If you have some experience with statically-typed languages, you may now feel how much confusion and troubles dynamic typing can bring. At least at the beginning.

2. Implicit types coercion

JavaScript has one more interesting feature – types coercion. Even though this term’s name sounds a bit weird 🙂, it’s quite simple: types coercion happens when a value of one type is converted to another one.
It may be explicit, but harder to grasp is the implicit types coercion. It means that developer doesn’t necessarily ask for converting value of some type to another, but it still happens “silently”. To visualize it, consider the following code:

var name, isGreatDeveloper;
name = 'Dawid';
isGreatDeveloper = true;
console.log('Is ' + name + ' a great dev?: ' + isGreatDeveloper);
// displays 'Is Dawid a great dev?: true'

Even though console.log() expects data of text type, isGreatDeveloper which holds a boolean value at the moment is implicitly converted to text.

The above example was just to show you what types coercion is all about, but it gets more confusing in reality.

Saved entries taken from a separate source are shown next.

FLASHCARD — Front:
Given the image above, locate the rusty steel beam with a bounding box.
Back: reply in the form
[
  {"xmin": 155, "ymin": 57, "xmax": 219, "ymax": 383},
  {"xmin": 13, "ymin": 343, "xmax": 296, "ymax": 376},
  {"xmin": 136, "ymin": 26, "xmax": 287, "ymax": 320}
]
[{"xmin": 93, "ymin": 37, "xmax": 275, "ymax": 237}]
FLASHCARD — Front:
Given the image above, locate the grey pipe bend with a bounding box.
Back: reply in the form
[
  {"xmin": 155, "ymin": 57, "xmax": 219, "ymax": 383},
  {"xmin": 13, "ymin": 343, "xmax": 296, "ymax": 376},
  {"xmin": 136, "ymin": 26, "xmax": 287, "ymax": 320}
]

First misleading concept is that JS has actually two equality operators: == and ===.

Let’s see some code example to know the difference between them:

var age = 26;
if(age == '26'){
// this is executed
if(age === '26'){
// this is NOT executed

The first == operator performs an implicit types coercion before performing the actual comparison. That’s why the text ’26’ is “silently” converted to a number 26 and the if statement is true at this point.

Because of that, we should normally always use === operator to avoid such unclear situations.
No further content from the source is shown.